Enter Ronald Reagan, master storyteller, who jumped into the populist breach. If Reagan didn't invent right-wing populism in America he at least gave it full-throttled voice. "Government is the problem, not the solution," he intoned, over and over again. In Reagan's view, Washington insiders and arrogant bureaucrats stifled the economy and hobbled individual achievement.
The Democratic Party never regained its populist footing. ...
Which brings us to the present day. Barack Obama is many things but he is as far from left-wing populism as any Democratic president in modern history.

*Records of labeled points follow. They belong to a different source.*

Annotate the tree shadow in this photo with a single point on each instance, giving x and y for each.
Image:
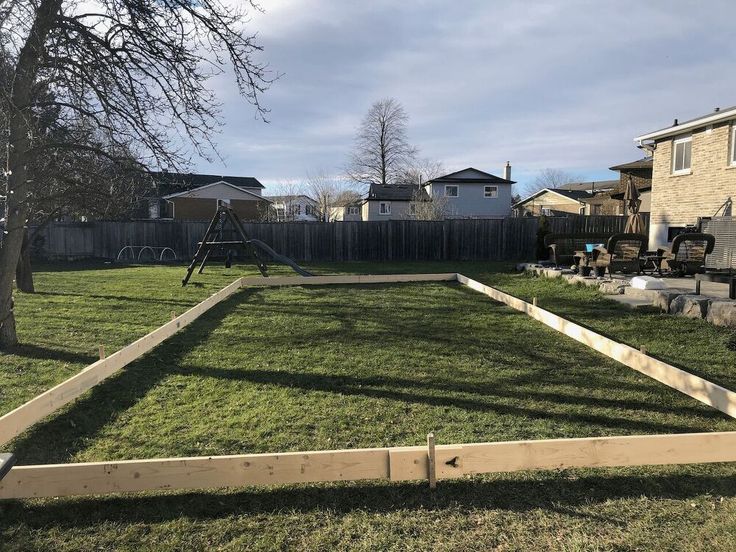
(68, 430)
(550, 490)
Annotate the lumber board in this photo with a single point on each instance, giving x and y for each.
(16, 421)
(395, 464)
(694, 386)
(346, 279)
(194, 473)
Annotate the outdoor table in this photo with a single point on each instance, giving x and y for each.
(720, 277)
(652, 263)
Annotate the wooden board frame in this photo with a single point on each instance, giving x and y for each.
(391, 464)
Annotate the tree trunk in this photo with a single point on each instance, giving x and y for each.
(24, 273)
(20, 140)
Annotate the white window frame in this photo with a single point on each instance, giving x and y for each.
(675, 143)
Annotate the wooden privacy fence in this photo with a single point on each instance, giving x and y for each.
(431, 463)
(506, 239)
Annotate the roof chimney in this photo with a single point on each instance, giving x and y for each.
(507, 171)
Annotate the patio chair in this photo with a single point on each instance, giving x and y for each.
(562, 247)
(622, 254)
(687, 254)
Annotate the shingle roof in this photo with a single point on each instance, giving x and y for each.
(170, 183)
(645, 163)
(396, 192)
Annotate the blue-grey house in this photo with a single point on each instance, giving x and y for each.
(471, 193)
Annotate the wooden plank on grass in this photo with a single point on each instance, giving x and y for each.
(194, 473)
(685, 382)
(396, 464)
(23, 417)
(346, 279)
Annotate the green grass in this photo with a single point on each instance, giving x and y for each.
(341, 366)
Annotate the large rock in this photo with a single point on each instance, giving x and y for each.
(722, 312)
(691, 306)
(613, 287)
(664, 297)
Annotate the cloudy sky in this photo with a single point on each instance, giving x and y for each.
(561, 84)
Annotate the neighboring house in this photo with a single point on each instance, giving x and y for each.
(296, 208)
(551, 202)
(348, 212)
(390, 202)
(694, 172)
(196, 196)
(471, 193)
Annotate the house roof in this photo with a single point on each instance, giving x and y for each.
(715, 116)
(282, 198)
(396, 192)
(481, 178)
(601, 185)
(573, 195)
(238, 188)
(172, 182)
(644, 163)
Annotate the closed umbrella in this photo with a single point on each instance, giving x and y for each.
(634, 224)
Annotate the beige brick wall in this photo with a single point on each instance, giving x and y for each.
(678, 200)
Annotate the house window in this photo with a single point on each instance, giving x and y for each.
(681, 155)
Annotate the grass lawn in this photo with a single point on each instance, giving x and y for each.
(341, 367)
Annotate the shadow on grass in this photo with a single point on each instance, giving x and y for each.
(45, 353)
(553, 492)
(70, 429)
(395, 390)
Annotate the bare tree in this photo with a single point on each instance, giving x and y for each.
(382, 151)
(135, 71)
(550, 178)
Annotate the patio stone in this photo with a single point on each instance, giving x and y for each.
(690, 306)
(722, 312)
(613, 287)
(664, 297)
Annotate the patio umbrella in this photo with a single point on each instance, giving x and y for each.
(635, 224)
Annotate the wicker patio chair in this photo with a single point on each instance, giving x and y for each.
(622, 253)
(687, 254)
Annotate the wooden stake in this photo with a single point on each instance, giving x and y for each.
(431, 461)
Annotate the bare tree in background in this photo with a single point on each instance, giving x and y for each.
(382, 151)
(135, 71)
(550, 178)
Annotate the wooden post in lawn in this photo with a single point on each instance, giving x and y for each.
(431, 461)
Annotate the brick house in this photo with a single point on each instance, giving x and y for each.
(693, 174)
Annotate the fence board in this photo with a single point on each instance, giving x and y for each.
(397, 240)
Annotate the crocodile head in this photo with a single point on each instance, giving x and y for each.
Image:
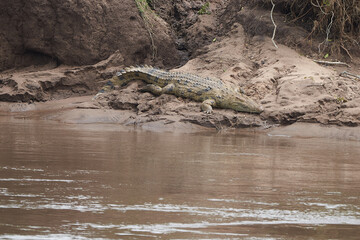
(241, 103)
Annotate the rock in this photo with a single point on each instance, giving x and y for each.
(79, 32)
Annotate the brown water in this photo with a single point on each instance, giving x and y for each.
(62, 181)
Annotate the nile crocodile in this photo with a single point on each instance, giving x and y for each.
(209, 91)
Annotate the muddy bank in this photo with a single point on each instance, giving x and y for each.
(290, 87)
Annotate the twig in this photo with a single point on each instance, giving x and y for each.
(272, 19)
(331, 63)
(345, 73)
(328, 28)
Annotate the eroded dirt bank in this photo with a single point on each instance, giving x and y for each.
(290, 87)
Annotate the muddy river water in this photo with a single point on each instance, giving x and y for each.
(68, 181)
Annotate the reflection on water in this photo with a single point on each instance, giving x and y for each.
(62, 181)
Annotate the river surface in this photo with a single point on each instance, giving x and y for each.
(68, 181)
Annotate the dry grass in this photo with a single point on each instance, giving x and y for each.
(337, 22)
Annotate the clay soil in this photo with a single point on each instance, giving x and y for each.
(232, 42)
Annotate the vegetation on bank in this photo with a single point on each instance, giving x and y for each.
(337, 22)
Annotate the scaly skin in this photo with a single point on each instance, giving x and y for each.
(211, 92)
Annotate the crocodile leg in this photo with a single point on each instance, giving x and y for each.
(206, 106)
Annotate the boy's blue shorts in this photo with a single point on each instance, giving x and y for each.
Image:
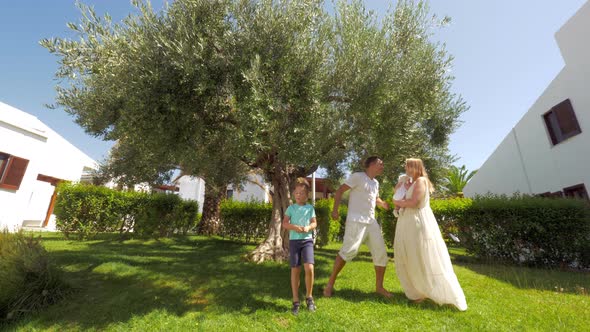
(301, 250)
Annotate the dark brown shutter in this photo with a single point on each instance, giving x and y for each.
(14, 173)
(568, 123)
(550, 129)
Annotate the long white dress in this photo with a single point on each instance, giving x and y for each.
(422, 261)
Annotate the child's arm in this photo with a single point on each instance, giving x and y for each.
(290, 227)
(312, 225)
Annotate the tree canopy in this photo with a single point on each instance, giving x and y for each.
(281, 86)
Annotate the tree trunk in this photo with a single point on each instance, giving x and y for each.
(276, 245)
(211, 221)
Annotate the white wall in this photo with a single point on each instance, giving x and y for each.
(24, 136)
(192, 188)
(547, 167)
(502, 173)
(251, 190)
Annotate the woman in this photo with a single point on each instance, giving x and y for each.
(422, 261)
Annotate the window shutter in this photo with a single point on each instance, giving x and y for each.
(568, 123)
(14, 173)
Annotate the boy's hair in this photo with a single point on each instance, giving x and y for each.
(302, 182)
(370, 160)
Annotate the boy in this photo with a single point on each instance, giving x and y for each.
(300, 220)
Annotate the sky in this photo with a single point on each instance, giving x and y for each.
(505, 55)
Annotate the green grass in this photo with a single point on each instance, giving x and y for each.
(203, 284)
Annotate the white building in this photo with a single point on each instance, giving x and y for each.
(33, 159)
(253, 189)
(548, 151)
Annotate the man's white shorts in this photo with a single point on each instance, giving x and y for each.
(356, 233)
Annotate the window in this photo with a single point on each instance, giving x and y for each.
(561, 122)
(577, 191)
(12, 171)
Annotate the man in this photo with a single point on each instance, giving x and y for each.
(361, 225)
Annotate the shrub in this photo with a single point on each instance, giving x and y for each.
(247, 221)
(27, 280)
(528, 230)
(86, 210)
(448, 212)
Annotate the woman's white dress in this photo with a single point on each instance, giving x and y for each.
(422, 261)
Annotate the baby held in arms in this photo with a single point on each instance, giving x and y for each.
(403, 183)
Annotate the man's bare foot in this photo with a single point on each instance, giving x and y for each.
(384, 292)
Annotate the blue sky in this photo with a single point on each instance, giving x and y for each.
(505, 56)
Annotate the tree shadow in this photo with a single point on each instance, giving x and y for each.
(116, 281)
(532, 278)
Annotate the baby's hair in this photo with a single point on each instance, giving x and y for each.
(302, 182)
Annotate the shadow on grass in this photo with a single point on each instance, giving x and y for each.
(525, 277)
(117, 281)
(533, 278)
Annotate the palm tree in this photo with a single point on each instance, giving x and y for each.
(456, 179)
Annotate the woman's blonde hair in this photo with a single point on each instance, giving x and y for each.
(415, 169)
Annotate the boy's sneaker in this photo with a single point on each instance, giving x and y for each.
(310, 304)
(295, 309)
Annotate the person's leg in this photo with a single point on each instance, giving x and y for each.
(378, 250)
(353, 237)
(308, 264)
(309, 276)
(295, 260)
(295, 272)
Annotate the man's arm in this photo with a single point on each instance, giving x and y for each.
(337, 197)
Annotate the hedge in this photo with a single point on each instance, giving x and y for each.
(28, 280)
(528, 230)
(248, 221)
(86, 210)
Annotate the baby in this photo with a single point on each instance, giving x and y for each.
(403, 183)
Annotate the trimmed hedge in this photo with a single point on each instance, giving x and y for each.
(87, 210)
(528, 230)
(246, 221)
(28, 281)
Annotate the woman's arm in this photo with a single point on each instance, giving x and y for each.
(419, 188)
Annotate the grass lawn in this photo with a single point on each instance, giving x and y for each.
(199, 283)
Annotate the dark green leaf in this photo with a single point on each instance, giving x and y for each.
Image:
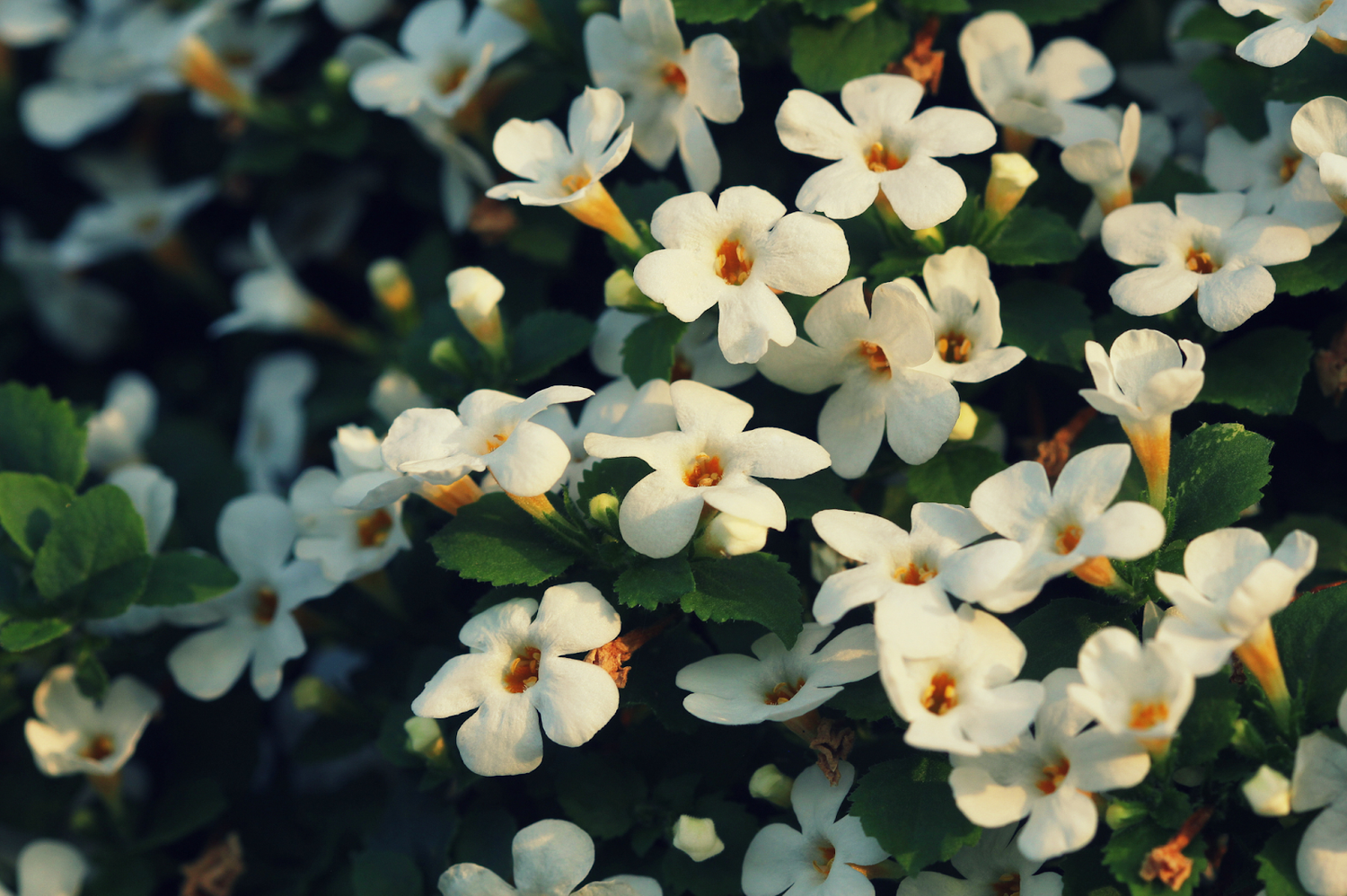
(757, 588)
(884, 801)
(493, 540)
(40, 435)
(544, 339)
(1051, 322)
(185, 577)
(1258, 371)
(826, 57)
(1215, 473)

True, he once had the temerity to berate "fat cats" on Wall Street, but that remark was the exception – and subsequently caused him endless problems on the Street.

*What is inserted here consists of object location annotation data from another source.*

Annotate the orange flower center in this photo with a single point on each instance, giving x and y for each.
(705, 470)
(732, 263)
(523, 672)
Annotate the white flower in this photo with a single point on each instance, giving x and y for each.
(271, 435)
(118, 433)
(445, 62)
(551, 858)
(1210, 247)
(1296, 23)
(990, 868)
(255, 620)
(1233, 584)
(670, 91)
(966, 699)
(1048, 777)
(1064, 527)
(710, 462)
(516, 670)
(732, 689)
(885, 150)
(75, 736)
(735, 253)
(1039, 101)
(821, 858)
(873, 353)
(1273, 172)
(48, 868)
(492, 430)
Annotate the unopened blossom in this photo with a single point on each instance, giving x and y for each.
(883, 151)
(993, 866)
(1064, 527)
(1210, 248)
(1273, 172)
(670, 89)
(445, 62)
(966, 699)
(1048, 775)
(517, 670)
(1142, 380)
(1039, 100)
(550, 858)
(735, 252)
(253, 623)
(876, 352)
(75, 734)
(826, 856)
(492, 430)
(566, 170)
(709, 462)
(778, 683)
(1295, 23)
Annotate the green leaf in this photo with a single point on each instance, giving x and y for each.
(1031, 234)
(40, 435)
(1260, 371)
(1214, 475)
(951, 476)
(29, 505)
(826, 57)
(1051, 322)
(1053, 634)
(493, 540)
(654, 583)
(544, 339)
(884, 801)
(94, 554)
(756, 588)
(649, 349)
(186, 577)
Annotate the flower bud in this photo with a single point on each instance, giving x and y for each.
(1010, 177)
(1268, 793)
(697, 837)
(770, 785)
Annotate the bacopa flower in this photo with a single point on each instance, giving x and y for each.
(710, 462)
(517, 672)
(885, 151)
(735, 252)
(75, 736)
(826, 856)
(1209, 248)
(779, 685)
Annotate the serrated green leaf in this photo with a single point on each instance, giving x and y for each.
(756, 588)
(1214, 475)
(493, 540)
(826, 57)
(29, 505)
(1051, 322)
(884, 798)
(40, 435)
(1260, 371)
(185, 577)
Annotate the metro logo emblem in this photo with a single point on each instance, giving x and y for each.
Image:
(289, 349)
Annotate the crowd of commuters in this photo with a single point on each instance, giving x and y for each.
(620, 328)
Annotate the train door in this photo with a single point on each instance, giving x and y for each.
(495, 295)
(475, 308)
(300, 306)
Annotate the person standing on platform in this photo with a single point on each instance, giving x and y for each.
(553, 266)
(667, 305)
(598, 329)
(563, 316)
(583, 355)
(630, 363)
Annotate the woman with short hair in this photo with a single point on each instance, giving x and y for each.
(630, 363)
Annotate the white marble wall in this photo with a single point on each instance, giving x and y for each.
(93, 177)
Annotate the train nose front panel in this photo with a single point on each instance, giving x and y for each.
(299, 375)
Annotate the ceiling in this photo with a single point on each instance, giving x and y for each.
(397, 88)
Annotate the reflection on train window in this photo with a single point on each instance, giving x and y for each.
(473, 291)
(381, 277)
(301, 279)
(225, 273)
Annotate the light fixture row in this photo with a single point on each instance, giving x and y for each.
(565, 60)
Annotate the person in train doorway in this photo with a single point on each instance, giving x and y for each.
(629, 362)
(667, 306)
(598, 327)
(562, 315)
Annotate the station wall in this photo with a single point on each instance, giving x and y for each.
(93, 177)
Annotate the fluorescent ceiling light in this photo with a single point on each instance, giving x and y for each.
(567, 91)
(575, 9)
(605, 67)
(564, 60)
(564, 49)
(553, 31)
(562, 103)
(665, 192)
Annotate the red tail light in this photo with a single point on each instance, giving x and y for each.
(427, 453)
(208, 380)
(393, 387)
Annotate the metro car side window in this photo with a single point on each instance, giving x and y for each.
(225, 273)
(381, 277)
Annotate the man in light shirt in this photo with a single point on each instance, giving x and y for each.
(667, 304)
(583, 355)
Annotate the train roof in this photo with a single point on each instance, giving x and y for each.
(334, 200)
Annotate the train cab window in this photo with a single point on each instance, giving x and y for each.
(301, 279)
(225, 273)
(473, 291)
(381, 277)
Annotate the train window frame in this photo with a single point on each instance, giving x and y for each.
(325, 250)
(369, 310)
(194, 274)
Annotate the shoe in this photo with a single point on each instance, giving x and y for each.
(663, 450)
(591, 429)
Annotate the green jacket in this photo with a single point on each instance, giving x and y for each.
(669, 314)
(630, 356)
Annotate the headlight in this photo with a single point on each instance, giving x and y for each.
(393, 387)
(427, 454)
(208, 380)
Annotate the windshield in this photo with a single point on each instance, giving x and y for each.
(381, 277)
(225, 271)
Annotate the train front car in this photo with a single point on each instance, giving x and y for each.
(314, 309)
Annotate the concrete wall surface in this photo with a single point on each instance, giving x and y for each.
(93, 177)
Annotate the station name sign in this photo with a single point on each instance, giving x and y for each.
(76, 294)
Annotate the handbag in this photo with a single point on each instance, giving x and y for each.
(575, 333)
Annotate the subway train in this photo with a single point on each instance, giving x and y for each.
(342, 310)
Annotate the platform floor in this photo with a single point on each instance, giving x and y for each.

To the contrary, Obama has been extraordinarily solicitous of Wall Street and big business – making Timothy Geithner Treasury Secretary and de facto ambassador from the Street; seeing to it that Bush's Fed appointee, Ben Bernanke, got another term; and appointing GE Chair Jeffrey Immelt to head his jobs council.
Most tellingly, it was President Obama's unwillingness to place conditions on the bailout of Wall Street – not demanding, for example, that the banks reorganize the mortgages of distressed homeowners ... as conditions for getting hundreds of billions of taxpayer dollars – that contributed to the new populist insurrection. ...

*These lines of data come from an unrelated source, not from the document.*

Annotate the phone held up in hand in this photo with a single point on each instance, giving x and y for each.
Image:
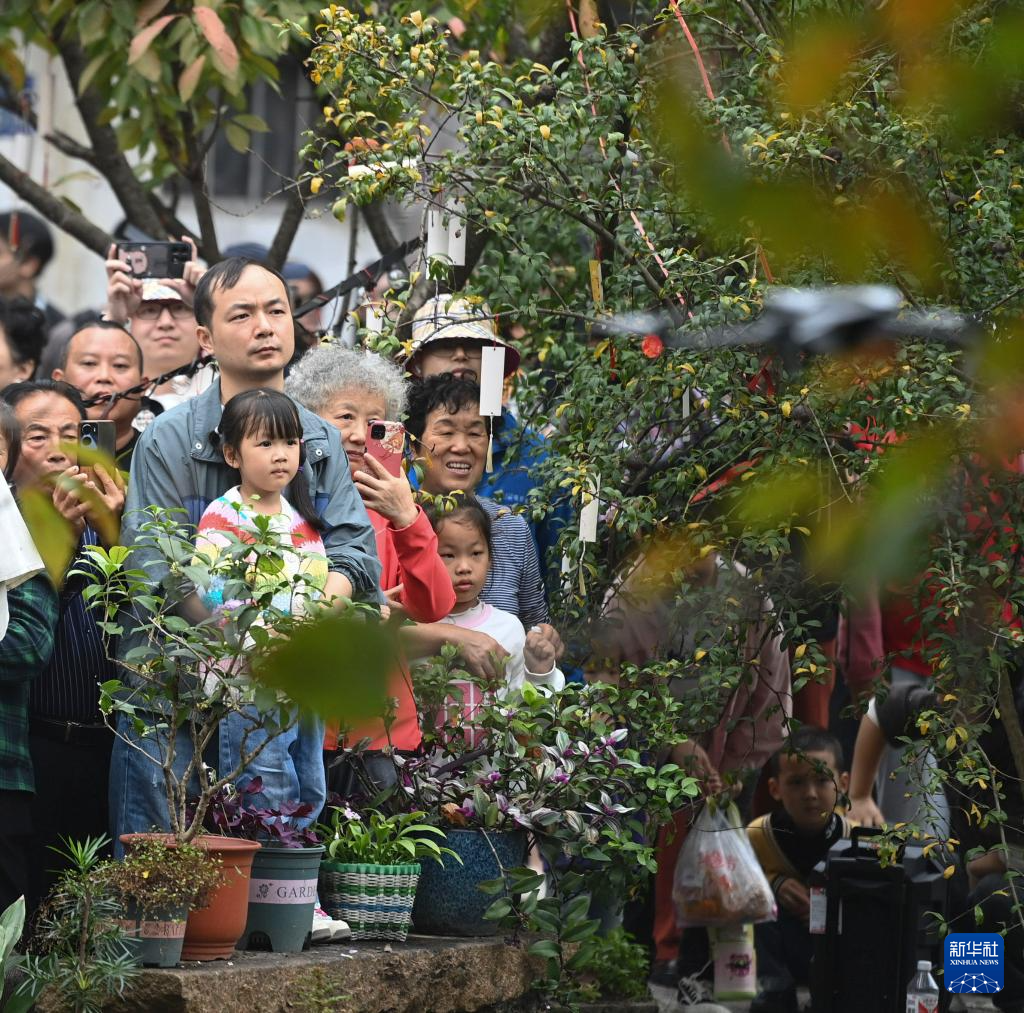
(386, 444)
(156, 259)
(96, 442)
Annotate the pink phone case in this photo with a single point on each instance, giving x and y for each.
(386, 447)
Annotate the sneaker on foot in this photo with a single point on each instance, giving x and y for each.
(692, 992)
(328, 929)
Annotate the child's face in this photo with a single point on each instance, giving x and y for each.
(266, 465)
(464, 550)
(808, 787)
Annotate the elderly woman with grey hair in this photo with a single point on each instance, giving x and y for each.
(349, 388)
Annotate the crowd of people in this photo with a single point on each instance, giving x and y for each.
(262, 424)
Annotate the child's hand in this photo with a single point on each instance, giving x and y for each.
(864, 811)
(795, 897)
(539, 651)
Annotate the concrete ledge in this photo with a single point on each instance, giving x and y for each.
(426, 974)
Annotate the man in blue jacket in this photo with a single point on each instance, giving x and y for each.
(244, 321)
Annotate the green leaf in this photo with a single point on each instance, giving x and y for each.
(254, 123)
(336, 667)
(545, 947)
(237, 137)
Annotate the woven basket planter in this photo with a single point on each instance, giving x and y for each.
(376, 900)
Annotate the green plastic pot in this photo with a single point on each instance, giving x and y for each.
(282, 898)
(156, 936)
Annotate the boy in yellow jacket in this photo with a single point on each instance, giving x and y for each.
(806, 776)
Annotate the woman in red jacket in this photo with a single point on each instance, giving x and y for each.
(348, 388)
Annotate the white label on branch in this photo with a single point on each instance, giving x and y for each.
(590, 511)
(457, 234)
(492, 379)
(437, 241)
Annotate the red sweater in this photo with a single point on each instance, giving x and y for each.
(409, 556)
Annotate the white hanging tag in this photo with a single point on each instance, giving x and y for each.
(589, 512)
(457, 234)
(492, 379)
(437, 241)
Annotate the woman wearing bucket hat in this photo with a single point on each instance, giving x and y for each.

This is not to say that the Occupiers can have no impact on the Democrats. ... Pressure from the left is critically important. But the modern Democratic Party is not likely to embrace left-wing populism the way the GOP has embraced – or, more accurately, been forced to embrace – right-wing populism. Just follow the money, and remember history.

Nothing will change until the interests of the powerful are threatened -- they won't give in until populist demands are the lesser of two evils. In the aftermath of the Great Depression, the fear that capitalism would be replaced by something much worse for business contributed to the acquiescence of the powerful to reform that stripped away some of their power and benefited the working class. But what threats do the powerful face now that would cause them to embrace reform as better than the alternative? Is there anything that makes reversing growing inequality, reducing the political power of the wealthy, and changing the view that the system is rigged in favor of the few the best political choice for those who have the most political influence? So far, I don't think there is -- we see pictures on the news of people on Wall Street sipping champagne and enjoying the show with no signs they feel threatened rather than amused -- and there is little sign so far that Democrats believe their reelection chances hinge on embracing this movement (and if this starts to happen, the powerful will do their best to undermine the movement with hippie bashing -- which has already started -- and other attempts to strip the movement of its ability to bring about change).

The powerful aren't going to worry about you, they, of course got where they are with hard work, brains, skill, etc., not a rigged system, family connections, inheritance, the Harvard buddy system, etc. If you weren't as talented as they are, that's your problem. But they will worry about themselves, and if their interests are threatened they'll demand change. Thus, the key will be to make the change the working class needs the only acceptable choice for the powerful, and as I see it we are still (unfortunately) quite a ways from that goal.